23 часа 40 минут. Как‑то Виталик, старинный мой приятель, высказал мне в минуту откровенности мысль о необходимости наличия у общающихся со мной людей двух вещей: безграничного терпения — нематериальная структура, и нервной системы, выкованной из титановольфрамовой стали, — структура материальная. Сам того не подозревая, а может, и с умыслом, он затронул во мне самое больное место. И, что самое обидное, он был прав на все сто процентов. Действительно, непредсказуемые колебания моего настроения уже давно создали вокруг меня удручающую зону глубокого вакуума, ликвидировать который вряд ли кто из моих прежних приятелей испытывает желание. Слишком много в свое время было допущено вольностей по отношению к ним. Я, конечно, никого не обвиняю и обид ни на кого не держу, да и, собственно, о каких обидах может идти речь там, где виновен только я один, и никто больше, но длинными бессонными ночами, когда жуткий космический холод проникает ледяным потоком в мое сознание, я не перестаю задавать себе одни и те же вопросы: за что? За что мне такая судьба? Если я провинился в чем, то где? когда? перед кем? Я не могу поверить, что вся моя вина заключается в одном только факте моего существования. Сначала меня истерзывал в течение долгих пяти лет этот жуткий черный туман, а теперь какие‑то дьявольские силы, непонятно откуда берущиеся, швыряют меня, словно бы забавляясь, из одной эмоциональной системы координат в другую. И каждый раз с такой мучительной болью, будто раскаленными крючьями сдирают мясо с костей. Что это за силы, я не знаю, я даже представить не могу, что это за силы.
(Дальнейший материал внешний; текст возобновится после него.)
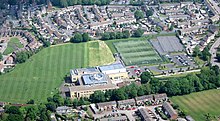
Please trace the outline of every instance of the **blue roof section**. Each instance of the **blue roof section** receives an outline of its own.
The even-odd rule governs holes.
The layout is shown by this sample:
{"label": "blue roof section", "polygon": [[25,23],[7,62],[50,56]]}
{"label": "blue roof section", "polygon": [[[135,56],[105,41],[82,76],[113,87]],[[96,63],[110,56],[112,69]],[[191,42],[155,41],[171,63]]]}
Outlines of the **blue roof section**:
{"label": "blue roof section", "polygon": [[105,66],[100,66],[99,67],[101,72],[109,71],[109,70],[116,70],[116,69],[123,69],[123,68],[124,68],[124,66],[121,63],[105,65]]}
{"label": "blue roof section", "polygon": [[82,76],[84,85],[94,85],[94,84],[107,84],[108,80],[106,75],[103,73],[98,74],[84,74]]}

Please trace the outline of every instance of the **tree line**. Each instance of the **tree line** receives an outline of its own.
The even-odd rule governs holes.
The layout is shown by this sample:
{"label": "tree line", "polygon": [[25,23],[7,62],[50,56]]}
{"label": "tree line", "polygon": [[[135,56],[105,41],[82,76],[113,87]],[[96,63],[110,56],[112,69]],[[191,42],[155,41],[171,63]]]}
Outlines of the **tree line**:
{"label": "tree line", "polygon": [[134,30],[133,34],[128,30],[122,31],[122,32],[105,32],[101,34],[101,40],[111,40],[111,39],[125,39],[129,37],[141,37],[143,35],[144,31],[140,28],[137,30]]}
{"label": "tree line", "polygon": [[220,70],[218,66],[204,67],[201,69],[200,74],[168,78],[166,81],[160,81],[149,72],[143,72],[140,78],[141,85],[133,83],[129,86],[106,92],[96,91],[90,96],[90,101],[93,103],[117,101],[156,93],[166,93],[168,96],[176,96],[214,89],[220,86]]}
{"label": "tree line", "polygon": [[88,42],[88,41],[90,41],[90,40],[91,40],[91,38],[89,37],[89,34],[88,34],[88,33],[83,33],[83,34],[76,33],[76,34],[70,39],[70,42],[80,43],[80,42]]}
{"label": "tree line", "polygon": [[[78,106],[88,104],[86,98],[72,101],[64,99],[60,94],[55,94],[47,98],[46,103],[35,104],[34,100],[29,100],[27,106],[17,107],[6,105],[5,113],[0,115],[1,121],[50,121],[50,114],[56,111],[58,106]],[[77,101],[77,102],[76,102]]]}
Быть может, это наказание Божье, а быть может, Его антипод дьявол преследует меня, развлекаясь… Иногда, правда, наступают короткие минуты просветления. Мне начинает казаться, будто бы какой‑то радужный поток влечет меня куда‑то, куда‑то сквозь холод и тьму, куда‑то за синий горизонт, туда, где раскинулась меж диковинных гор некая удивительная страна со сказочным солнечным городом. Страна, в которой живут удивительные прекрасные люди, совершенные и телом, и разумом, — и лики у них спокойные, и души у них светлые. И все потому, что все они обрели тайный смысл жизни… Боже, как бы мне хотелось поселиться в этой стране и обрести там вечный покой… Но эти минуты кратки, они быстро проходят, и снова я остаюсь один на один со щемящей пустотой и в безысходной тоске.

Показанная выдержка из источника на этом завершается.